Le jardinage printanier est une période charnière où la réussite de la mise en terre dépend étroitement de la qualité des plants préparés en amont. Certains cultures nécessitent systématiquement un repiquage, c’est notamment le cas des plantes tropicales comme les tomates, aubergines… ainsi que pour certaines plantes tempérées au développement lent au début de leur cycle (choux, salades, poireaux…). Pour d’autres cette opération est facultative (courges, courgettes, épinards, haricots, betteraves…). Lors de la visite du jardin des Fraternités Ouvrière de Mouscron, il nous avait été dit qu’ils produisaient toutes les cultures en plants à part les carottes et les panais mais que même ces deux dernières cultures allaient peut-être suivre le même protocole que les autres.

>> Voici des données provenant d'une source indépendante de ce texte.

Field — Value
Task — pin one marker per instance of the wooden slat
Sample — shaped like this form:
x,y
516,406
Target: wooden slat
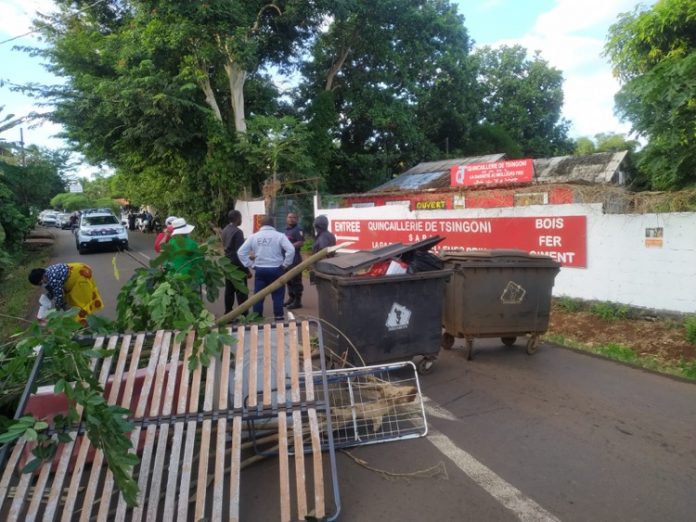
x,y
84,448
175,451
220,447
151,429
40,486
267,357
204,453
90,492
297,425
107,490
285,506
139,414
187,461
252,378
161,453
235,468
67,452
319,509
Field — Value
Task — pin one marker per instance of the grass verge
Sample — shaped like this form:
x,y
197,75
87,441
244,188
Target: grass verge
x,y
16,294
625,354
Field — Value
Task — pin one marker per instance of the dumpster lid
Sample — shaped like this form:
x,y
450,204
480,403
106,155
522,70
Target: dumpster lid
x,y
498,257
347,264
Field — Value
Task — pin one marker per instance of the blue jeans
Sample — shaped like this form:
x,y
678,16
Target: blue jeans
x,y
263,277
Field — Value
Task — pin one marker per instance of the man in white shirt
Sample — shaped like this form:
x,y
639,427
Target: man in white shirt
x,y
273,254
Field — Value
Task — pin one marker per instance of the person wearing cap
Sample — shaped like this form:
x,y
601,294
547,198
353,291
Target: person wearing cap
x,y
296,236
232,239
181,248
273,255
68,285
164,236
323,237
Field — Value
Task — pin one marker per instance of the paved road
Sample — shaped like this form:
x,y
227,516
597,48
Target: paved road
x,y
556,436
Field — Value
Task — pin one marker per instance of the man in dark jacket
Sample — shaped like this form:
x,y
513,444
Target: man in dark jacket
x,y
232,239
295,235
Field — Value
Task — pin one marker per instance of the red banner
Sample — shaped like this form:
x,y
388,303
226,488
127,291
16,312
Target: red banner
x,y
496,173
564,238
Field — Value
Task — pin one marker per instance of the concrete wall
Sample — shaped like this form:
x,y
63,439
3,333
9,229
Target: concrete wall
x,y
623,265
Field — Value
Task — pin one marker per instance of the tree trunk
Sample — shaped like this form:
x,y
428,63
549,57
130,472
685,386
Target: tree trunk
x,y
237,77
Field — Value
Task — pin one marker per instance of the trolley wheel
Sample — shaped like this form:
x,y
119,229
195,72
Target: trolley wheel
x,y
532,344
447,341
469,349
425,365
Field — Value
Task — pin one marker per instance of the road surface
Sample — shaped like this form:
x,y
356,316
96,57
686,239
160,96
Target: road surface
x,y
555,436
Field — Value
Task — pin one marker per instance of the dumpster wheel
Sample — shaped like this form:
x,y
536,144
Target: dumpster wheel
x,y
469,348
425,365
532,344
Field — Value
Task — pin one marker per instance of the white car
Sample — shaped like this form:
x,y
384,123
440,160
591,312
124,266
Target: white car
x,y
48,219
99,229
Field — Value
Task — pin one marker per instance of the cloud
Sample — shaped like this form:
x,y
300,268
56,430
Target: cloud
x,y
571,37
16,15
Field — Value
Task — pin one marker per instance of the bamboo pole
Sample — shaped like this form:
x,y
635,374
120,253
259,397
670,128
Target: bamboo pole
x,y
282,280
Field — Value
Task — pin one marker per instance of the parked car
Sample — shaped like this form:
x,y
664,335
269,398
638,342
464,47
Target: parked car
x,y
100,228
48,218
63,221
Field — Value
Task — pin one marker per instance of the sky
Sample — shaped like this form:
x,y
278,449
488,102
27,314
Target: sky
x,y
569,33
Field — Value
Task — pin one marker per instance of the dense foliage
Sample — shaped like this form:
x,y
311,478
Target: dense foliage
x,y
175,95
654,55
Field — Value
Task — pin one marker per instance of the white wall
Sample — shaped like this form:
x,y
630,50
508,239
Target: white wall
x,y
248,209
620,268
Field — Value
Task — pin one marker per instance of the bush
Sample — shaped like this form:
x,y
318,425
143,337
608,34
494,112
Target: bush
x,y
609,311
690,324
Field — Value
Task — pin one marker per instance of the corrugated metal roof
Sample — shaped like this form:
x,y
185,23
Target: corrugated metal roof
x,y
602,168
431,174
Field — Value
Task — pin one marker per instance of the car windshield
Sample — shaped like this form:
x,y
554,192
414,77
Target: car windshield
x,y
100,220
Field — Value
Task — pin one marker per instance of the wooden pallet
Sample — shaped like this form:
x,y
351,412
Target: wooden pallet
x,y
188,435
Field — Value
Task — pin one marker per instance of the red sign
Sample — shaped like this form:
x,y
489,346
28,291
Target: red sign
x,y
496,173
564,238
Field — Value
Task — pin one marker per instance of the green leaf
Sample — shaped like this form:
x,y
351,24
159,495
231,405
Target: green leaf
x,y
31,466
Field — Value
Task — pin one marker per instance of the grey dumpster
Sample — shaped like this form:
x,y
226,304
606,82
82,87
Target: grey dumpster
x,y
369,320
497,293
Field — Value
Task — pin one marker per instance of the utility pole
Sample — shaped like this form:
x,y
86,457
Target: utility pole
x,y
21,143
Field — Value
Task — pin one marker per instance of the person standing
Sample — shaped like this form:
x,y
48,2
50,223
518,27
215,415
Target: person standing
x,y
273,254
69,285
232,240
295,235
166,234
323,237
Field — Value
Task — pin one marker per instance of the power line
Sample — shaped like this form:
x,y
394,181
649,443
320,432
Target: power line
x,y
35,30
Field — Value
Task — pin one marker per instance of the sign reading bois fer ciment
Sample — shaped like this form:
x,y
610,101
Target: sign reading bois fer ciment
x,y
495,173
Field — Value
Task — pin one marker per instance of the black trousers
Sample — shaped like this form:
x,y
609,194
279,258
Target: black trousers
x,y
230,294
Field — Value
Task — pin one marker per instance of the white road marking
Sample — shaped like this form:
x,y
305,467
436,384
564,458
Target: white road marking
x,y
509,496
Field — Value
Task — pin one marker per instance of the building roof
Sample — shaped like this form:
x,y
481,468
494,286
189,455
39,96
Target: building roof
x,y
600,168
431,174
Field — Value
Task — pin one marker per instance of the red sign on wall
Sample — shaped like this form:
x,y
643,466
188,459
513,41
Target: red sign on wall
x,y
495,173
564,238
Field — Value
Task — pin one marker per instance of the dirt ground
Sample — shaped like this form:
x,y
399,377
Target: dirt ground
x,y
659,337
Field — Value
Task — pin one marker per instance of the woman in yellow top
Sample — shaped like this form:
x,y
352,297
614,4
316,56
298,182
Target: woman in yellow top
x,y
69,285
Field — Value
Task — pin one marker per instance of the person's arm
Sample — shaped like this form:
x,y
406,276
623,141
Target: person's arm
x,y
244,251
288,249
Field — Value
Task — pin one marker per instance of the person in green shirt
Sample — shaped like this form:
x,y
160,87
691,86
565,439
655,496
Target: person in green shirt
x,y
183,249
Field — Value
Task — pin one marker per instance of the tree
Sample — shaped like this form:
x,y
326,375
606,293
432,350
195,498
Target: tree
x,y
653,53
525,98
388,84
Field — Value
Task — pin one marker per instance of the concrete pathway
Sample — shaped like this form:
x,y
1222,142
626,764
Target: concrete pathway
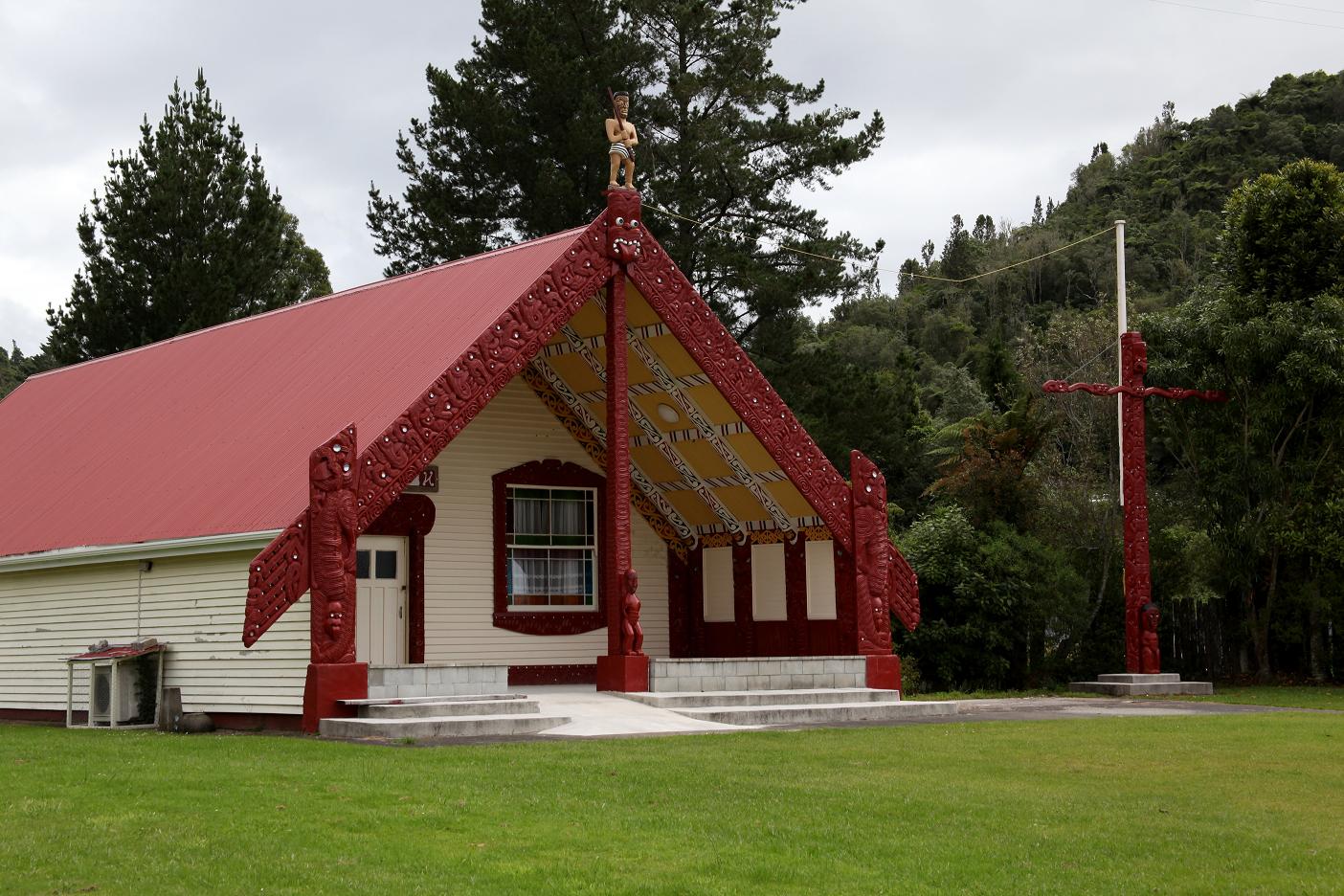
x,y
594,715
602,715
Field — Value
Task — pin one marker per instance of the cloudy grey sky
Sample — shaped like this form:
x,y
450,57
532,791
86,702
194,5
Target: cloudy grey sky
x,y
987,102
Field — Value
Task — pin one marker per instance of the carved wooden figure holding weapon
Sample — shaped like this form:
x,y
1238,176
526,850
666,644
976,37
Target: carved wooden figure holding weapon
x,y
622,139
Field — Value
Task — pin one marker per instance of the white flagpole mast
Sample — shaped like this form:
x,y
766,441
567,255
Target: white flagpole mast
x,y
1123,320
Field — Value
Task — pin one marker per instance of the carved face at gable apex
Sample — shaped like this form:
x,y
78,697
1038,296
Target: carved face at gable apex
x,y
624,229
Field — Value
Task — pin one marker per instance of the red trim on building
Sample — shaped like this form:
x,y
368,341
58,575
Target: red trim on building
x,y
742,385
401,452
847,621
681,616
410,516
554,675
795,594
617,504
744,616
552,473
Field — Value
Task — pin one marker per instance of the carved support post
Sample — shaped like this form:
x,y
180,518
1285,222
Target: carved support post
x,y
871,555
332,533
1133,355
617,462
624,666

En plus, vu la météo de ce début de printemps où le maintien d’une humidité suffisante pour la levée des semis et leur survie post-semis est problématique, élever des plants est une solution incontournable.

Les fondamentaux du repiquage en godets classiques
Le repiquage traditionnel reste une valeur sûre pour de nombreux jardiniers. De nombreuses techniques sont envisageables pour élever des plants avant leur repiquage : caissettes, mini-mottes, godets…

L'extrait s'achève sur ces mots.